Preservation of Garnet Growth Zoning and the Duration of Prograde Metamorphism

Chemically zoned garnet growth and coeval modification of this zoning through diffusion are calculated during prograde metamorphic heating to temperatures of up to 850 degrees C. This permits quantification of how the preservation or elimination of zoning profiles in garnet crystals of a given size is sensitive to the specific burial and heating (P-T) path followed, and the integrated duration spent at high temperature (dT/dt).
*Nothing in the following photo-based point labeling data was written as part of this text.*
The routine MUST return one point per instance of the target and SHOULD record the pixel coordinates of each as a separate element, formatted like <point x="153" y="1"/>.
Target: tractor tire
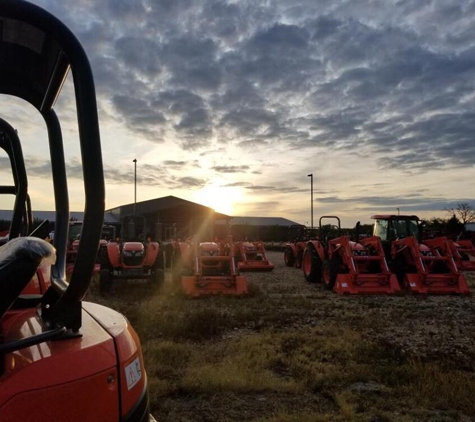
<point x="104" y="258"/>
<point x="159" y="261"/>
<point x="289" y="257"/>
<point x="105" y="282"/>
<point x="311" y="265"/>
<point x="329" y="273"/>
<point x="158" y="278"/>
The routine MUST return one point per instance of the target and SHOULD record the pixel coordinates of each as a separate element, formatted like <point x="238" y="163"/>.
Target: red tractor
<point x="74" y="237"/>
<point x="131" y="260"/>
<point x="421" y="265"/>
<point x="251" y="256"/>
<point x="346" y="266"/>
<point x="62" y="358"/>
<point x="207" y="268"/>
<point x="293" y="252"/>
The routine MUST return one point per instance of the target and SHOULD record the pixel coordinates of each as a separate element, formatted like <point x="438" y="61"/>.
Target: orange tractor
<point x="74" y="236"/>
<point x="251" y="256"/>
<point x="55" y="345"/>
<point x="348" y="267"/>
<point x="293" y="252"/>
<point x="207" y="268"/>
<point x="422" y="266"/>
<point x="131" y="260"/>
<point x="463" y="251"/>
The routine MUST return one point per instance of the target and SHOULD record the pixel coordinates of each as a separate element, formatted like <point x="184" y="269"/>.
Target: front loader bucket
<point x="464" y="254"/>
<point x="197" y="286"/>
<point x="434" y="267"/>
<point x="366" y="284"/>
<point x="255" y="266"/>
<point x="437" y="284"/>
<point x="367" y="269"/>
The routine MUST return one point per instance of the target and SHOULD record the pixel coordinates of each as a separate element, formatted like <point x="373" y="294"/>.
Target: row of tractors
<point x="202" y="268"/>
<point x="395" y="258"/>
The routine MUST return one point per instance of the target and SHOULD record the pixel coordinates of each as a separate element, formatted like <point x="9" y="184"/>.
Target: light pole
<point x="311" y="197"/>
<point x="135" y="183"/>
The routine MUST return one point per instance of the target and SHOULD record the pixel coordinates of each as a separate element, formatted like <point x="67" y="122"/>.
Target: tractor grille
<point x="132" y="258"/>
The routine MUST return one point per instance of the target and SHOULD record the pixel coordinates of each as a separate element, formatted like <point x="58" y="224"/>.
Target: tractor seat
<point x="19" y="261"/>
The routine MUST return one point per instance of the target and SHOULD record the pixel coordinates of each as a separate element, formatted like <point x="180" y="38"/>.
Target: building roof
<point x="258" y="221"/>
<point x="159" y="204"/>
<point x="51" y="216"/>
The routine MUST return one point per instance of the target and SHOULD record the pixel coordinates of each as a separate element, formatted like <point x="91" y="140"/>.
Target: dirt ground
<point x="426" y="326"/>
<point x="198" y="352"/>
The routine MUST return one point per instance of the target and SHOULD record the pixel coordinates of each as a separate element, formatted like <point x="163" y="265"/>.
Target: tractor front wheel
<point x="289" y="257"/>
<point x="311" y="265"/>
<point x="329" y="273"/>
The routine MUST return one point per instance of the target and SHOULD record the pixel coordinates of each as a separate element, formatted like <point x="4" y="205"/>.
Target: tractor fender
<point x="151" y="252"/>
<point x="184" y="252"/>
<point x="113" y="252"/>
<point x="317" y="245"/>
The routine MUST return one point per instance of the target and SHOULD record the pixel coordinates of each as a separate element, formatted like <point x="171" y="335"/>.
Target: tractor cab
<point x="86" y="356"/>
<point x="392" y="227"/>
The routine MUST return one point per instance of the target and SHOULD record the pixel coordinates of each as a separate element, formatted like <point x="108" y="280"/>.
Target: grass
<point x="293" y="352"/>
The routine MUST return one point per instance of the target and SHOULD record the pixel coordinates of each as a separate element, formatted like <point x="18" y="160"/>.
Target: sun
<point x="222" y="199"/>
Slow major element diffusion in garnet at T < 600 degrees C means that centimetre-scale zoning profiles may remain for > 30 Myr at amphibolite-grade conditions, but small-scale (tens of micrometres) zoning features will be lost early in the prograde stage unless this is 'rapid' (<<5 Myr for rocks reaching c. 600 degrees C). Calculations indicate that preservation of unmodified growth compositions in even relatively large (up to 3 mm diameter) pelitic garnet crystals requires prograde and exhumational events to be < 10 Myr for rocks reaching c. 600 degrees C. This timescale can be <<5 Myr for garnet in rocks reaching 650 degrees C or hotter. It is likely, therefore, that most natural prograde-zoned crystals record compositions already partially re-equilibrated between the time of crystal growth and of reaching maximum temperature. However, a large T-t window exists within which crystals begin to lose their growth compositions but retain evidence of crystal-scale zoning trends that may still be useful for thermobarometry purposes. The upper limit of this window for 500 mu m diameter crystals can be as much as several tens of millions of years of heating to c. 700 degrees C. Absolute re-equilibration timescales can be significantly different for garnet growing in different rock compositions, with examples of a granodiorite and a pelite given.